Mr Pressland judicially reviewed this decision and the High Court ruled in his favour.
The Court held that permissions were granted subject to conditions that could be imposed either when the permission, or any subsequent approval, was granted. Conditions imposed on the grant of prior approval could, therefore, be the subject of an application under Section 73 to remove them.
Secondly, that the application of Section 73 was not limited to permissions expressly granted by the LPA. It matters not, how the permission was granted and accordingly deemed planning permission granted by way of a development order is “a previous planning permission” to which Section 73 applies.

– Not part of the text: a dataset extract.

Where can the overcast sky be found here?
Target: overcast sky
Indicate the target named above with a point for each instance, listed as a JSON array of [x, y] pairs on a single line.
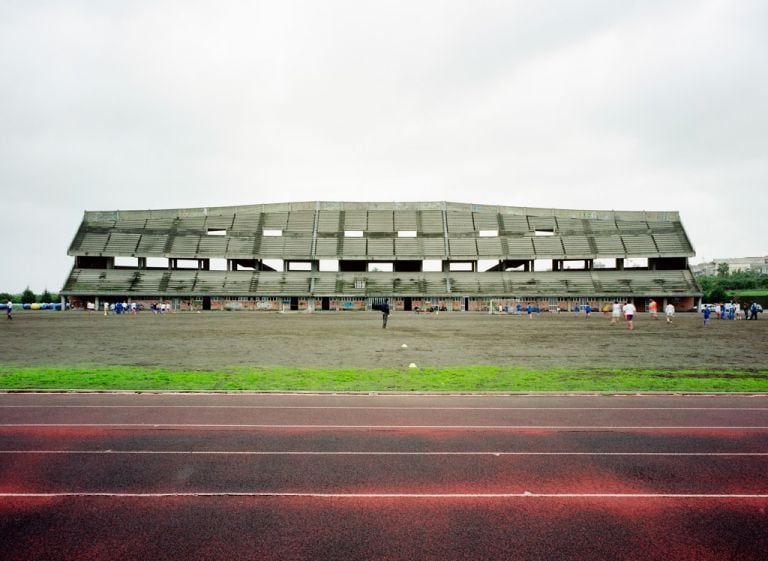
[[593, 104]]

The effect of the Pressland Case means that the Council will now need to determine Mr Pressland’s application for the removal of the 8 conditions. In its determination, the Council will need to assess whether the conditions imposed 14 months ago still serve a useful planning purpose.If the Council concludes that the conditions remain necessary to make the change of use acceptable, it may refuse the application. However, Mr Pressland will have the ability to lodge an appeal against any such refusal. Accordingly the Court ruling will not necessarily result in the removal of the offending conditions relating to parking, flood risk assessment and site remediation etc
Before the Pressland Case, if a developer was unhappy with the conditions imposed at prior approval stage, they would need to appeal under Section 78 of the TCPA or submit a full planning application. The Pressland case provides an opportunity for the quicker and cheaper procedure available under Section 73 of the TCPA to have the conditions removed or varied as a means of possible recourse for tackling onerous prior approval conditions whilst leaving the decision regarding the principle of development in tact.